Both writers have an enduring love for Montréal, which features prominently in their work. O’Neill’s writing captures the city’s magical undertones through the interactions between its residents and the myriad details of neighborhood life. In it, Montréal takes on a metaphorical dimension. “It’s almost the land of fiction,” O’Neill says. “Everything I have written takes place here. I’ve spent my whole life here, my imagination was cultivated in the city, so it just belongs here.”
For Thúy, Montréal is also a people’s city, one whose beauty resides in its details. “Every day there’s something about Montréal that charms you and takes you by surprise,” Thúy says. “It’s never over-the-top or overwhelming. You can really feel—and touch—the happiness.” And taste it, too. She spontaneously begins to describe the little souk in the Maison Pépin alleyway and Montréal Plaza, which, for her, epitomizes the city. “The decor could be New York City,” she says, “but you could never mistake the ambiance for anywhere but Montréal.”

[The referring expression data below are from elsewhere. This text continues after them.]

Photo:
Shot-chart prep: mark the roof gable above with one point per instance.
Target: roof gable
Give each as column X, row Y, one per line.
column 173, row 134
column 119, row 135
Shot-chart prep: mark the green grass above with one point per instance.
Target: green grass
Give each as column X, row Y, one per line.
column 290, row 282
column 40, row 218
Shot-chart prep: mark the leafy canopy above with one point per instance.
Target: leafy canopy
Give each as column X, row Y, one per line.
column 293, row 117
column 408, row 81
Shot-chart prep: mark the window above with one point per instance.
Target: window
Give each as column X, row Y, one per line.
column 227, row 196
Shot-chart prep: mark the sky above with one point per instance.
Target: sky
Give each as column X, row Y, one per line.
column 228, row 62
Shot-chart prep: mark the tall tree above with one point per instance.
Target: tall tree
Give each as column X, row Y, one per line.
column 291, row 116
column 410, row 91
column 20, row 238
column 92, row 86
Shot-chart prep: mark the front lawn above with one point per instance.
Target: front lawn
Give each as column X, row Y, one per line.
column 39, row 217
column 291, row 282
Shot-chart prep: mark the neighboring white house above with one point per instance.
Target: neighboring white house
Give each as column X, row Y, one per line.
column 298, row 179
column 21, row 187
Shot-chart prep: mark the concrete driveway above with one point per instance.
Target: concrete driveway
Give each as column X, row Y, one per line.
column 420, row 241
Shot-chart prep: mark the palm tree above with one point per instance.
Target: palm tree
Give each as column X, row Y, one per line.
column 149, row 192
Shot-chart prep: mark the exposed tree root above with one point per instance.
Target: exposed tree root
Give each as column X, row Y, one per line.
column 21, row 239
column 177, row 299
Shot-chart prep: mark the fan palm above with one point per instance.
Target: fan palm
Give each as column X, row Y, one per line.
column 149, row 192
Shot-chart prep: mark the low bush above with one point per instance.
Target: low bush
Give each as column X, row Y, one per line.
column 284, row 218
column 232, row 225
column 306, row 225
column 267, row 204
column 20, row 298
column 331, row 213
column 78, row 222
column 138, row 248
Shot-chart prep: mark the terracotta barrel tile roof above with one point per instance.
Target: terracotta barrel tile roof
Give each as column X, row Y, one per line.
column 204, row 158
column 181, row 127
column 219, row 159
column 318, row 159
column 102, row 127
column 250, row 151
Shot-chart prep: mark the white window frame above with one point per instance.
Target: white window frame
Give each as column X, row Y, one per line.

O’Neill loves to explore the city’s Plateau and Mile End districts, and Thúy spent her adolescent years a stone’s throw from the Lionel-Groulx metro station, in the Saint-Henri neighborhood. She later opened a Vietnamese restaurant in Little Burgundy, now one of the city’s hippest areas. In the early 2000s, the two writers may well have crossed paths without realizing it on rue Sainte-Catherine while O’Neill was attending McGill University and Thúy was working as a lawyer.
In a broader sense, each has been inspired by Québec literature to create her own literary world. They both point to the singular musicality of Québécois French. “There’s also a lot of experimentation that you don’t see as much of in English-Canadian work,” O’Neill says. “There is a lot of poetry and a certain wildness in it. It’s sometimes why I find it can be difficult to translate into English and why I wish sometimes more poets were translators.”

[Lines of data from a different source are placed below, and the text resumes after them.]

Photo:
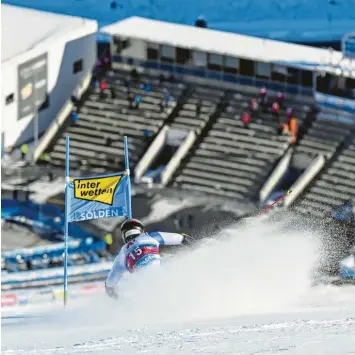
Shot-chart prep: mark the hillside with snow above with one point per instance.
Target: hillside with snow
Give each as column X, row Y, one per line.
column 289, row 20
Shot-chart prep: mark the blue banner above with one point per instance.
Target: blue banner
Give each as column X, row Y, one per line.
column 98, row 197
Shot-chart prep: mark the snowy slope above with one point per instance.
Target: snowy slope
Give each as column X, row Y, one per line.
column 294, row 20
column 240, row 294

O’Neill often insists that her writing is much closer to that of Québécois authors such as Marie-Claire Blais, Gaétan Soucy, and Michel Tremblay than it is to that of writers in the rest of Canada, even though she writes in English. “Sometimes, I find I’m a little bit of an anomaly in English Québec literature,” she says. “People say it’s so poetic and so urban but luminescent, and I can just say I write in the Québécois tradition.”
As for Thúy, she sees herself as something of an imposter. “I didn’t have the sense I was actually writing a book as I wrote,” Thúy says. “I don’t even have the words to express what it means to be an author. For me, Vietnamese culture is something that is expressed through cooking, through the senses, while Québec culture is expressed through literature.”